In such case a string like “GROUP_SIZE=123; AVG_AGE=25” will be displayed in an “Additional result” column. This additional value isn’t involved in the Expected/Actual comparison. It is only for display purposes.

Files with SQL queries should be placed into the queries directory. One query per file. Queries can be placed into subdirectories.

Metrics profiles

Metrics profile is a way to link queries with expected results and organize them into groups.

Metrics profiles can be defined in metrics-profiles.json, like this:

[
  {
    "name": "Portal users",
    "metrics": {
      "total-count-of-users": 125,
      "average-user-age": 35.5,
      "last-registration-date": "2019-02-28",
      "last-event-timestamp": "2019-03-23 15:25:59",
      "most-popular-user": "Neo"
    }
  },
  {
    "name": "Diablo gamers",
    "metrics": {
      "games/count-of-users": 55
    },
    "params": {
      "groupName": "diablo"
    }
  }
]

Here metrics is a map of query ids and expected results.

Imagine you have a file queries/total-count-of-users.sql.

Then total-count-of-users (without .sql) is a Query Id.

And you expect that this query should return 123 users.

Note that if a SQL is placed into a subdirectory then Query Id should be specified with the subdirectory name as a prefix. So if:

Then:

Queries can be parameterized.

For example, if out have a query like:

SELECT COUNT(1) FROM users WHERE user_group = '${groupName}'

Then you can use the same query in different profiles:

[
  {
    "name": "Diablo gamers",
    "metrics": {
      "count-of-users": 55
    },
    "params": {
      "groupName": "diablo"
    }
  },
  {
    "name": "Minecraft gamers",
    "metrics": {
      "count-of-users": 10
    },
    "params": {
      "groupName": "minecraft"
    }
  }
]

For the first profile query will be formed as:

SELECT COUNT(1) FROM users WHERE user_group = 'diablo'

and for the second as:

SELECT COUNT(1) FROM users WHERE user_group = 'minecraft'

SQL metrics tips and tricks

Aggregate functions are the best for metrics. They produce single result based on a data from multiple rows.

COUNT, MIN, MAX, SUM, AVG are so trivial and very useful functions.

It seems that you are familiar with these functions if you use this app.

However, there are a few tricks to make the life easier.

Concatenation

You may want to match several metrics at once, using a single query. For example, MIN and MAX age. But in terms of the application the query should return a single value as “Actual result”.

No problem, just concatenate your multiple values into the single one.

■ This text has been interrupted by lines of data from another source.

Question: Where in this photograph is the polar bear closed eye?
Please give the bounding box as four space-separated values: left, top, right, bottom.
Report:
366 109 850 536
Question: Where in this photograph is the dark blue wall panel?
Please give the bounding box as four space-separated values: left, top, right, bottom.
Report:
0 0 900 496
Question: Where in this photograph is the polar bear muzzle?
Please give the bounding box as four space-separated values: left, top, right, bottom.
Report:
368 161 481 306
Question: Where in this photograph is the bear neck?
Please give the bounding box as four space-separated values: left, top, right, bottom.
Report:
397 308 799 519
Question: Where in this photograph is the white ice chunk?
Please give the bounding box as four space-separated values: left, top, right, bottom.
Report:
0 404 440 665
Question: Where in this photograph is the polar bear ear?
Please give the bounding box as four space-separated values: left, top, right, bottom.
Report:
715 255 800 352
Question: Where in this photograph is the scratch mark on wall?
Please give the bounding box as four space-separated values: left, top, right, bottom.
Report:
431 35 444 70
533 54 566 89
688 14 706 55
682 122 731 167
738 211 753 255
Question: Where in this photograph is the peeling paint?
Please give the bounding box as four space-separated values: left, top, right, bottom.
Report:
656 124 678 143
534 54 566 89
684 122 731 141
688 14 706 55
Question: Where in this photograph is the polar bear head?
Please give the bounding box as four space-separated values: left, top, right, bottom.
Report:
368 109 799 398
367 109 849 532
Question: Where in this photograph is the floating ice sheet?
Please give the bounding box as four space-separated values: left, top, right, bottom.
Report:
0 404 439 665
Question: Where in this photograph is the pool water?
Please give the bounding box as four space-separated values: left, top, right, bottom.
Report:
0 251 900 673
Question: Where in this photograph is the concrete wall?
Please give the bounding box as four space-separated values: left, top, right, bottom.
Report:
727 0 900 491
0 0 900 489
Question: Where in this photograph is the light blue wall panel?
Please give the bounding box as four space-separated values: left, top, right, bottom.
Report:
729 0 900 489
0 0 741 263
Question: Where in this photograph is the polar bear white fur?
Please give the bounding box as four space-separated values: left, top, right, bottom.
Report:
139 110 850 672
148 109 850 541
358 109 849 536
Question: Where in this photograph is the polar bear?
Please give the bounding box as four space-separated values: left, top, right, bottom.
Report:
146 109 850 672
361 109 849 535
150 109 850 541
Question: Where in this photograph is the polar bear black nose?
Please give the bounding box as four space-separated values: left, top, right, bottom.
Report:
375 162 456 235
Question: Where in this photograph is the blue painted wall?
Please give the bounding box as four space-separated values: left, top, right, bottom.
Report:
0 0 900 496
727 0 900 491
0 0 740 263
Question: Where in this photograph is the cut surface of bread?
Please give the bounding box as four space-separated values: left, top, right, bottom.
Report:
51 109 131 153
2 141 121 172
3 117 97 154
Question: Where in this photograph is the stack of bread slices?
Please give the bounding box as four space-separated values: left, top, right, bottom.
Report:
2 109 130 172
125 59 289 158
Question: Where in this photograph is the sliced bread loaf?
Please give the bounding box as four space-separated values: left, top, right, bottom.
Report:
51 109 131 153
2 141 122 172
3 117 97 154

Like this (Oracle dialect):

-- min-max-age.sql
SELECT MIN(age) || ' - ' || MAX(age) FROM users

And then declare metrics:

{
  "metrics": {
    "min-max-age": "11 - 89"
  }
}

List aggregation

Sometimes it is necessary to match a list of unique values from the database.

Sounds like result contains multiple values, but again, it can be represented as a single value.

SQL (Oracle dialect):

-- user-groups.sql
SELECT LISTAGG (group_name, '; ') WITHIN GROUP (ORDER BY group_name) 
FROM (SELECT DISTINCT group_name FROM users)

And the matcher:

{
  "metrics": {
    "user-groups": "The Bad; The Good; The Ugly"
  }
}

Data checksum

It is a good idea to calculate checksum to control data integrity.

Different databases have different functions to do this.

On Oracle it is possible to calculate something similar to checksum:

-- users-checksum.sql
SELECT SUM(ORA_HASH(user_id || ';' || user_name)) FROM users

And the matcher:

{
  "metrics": {
    "users-checksum": 436640800921
  }
}

Build

Sources of the app are open. You can modify and build it on your own. You can clone or download them from the GitHub.

Java 8 and Maven required to build the app using command:

mvn clean package

Output files (like metrics-matcher-*.zip) will be placed into the target directory.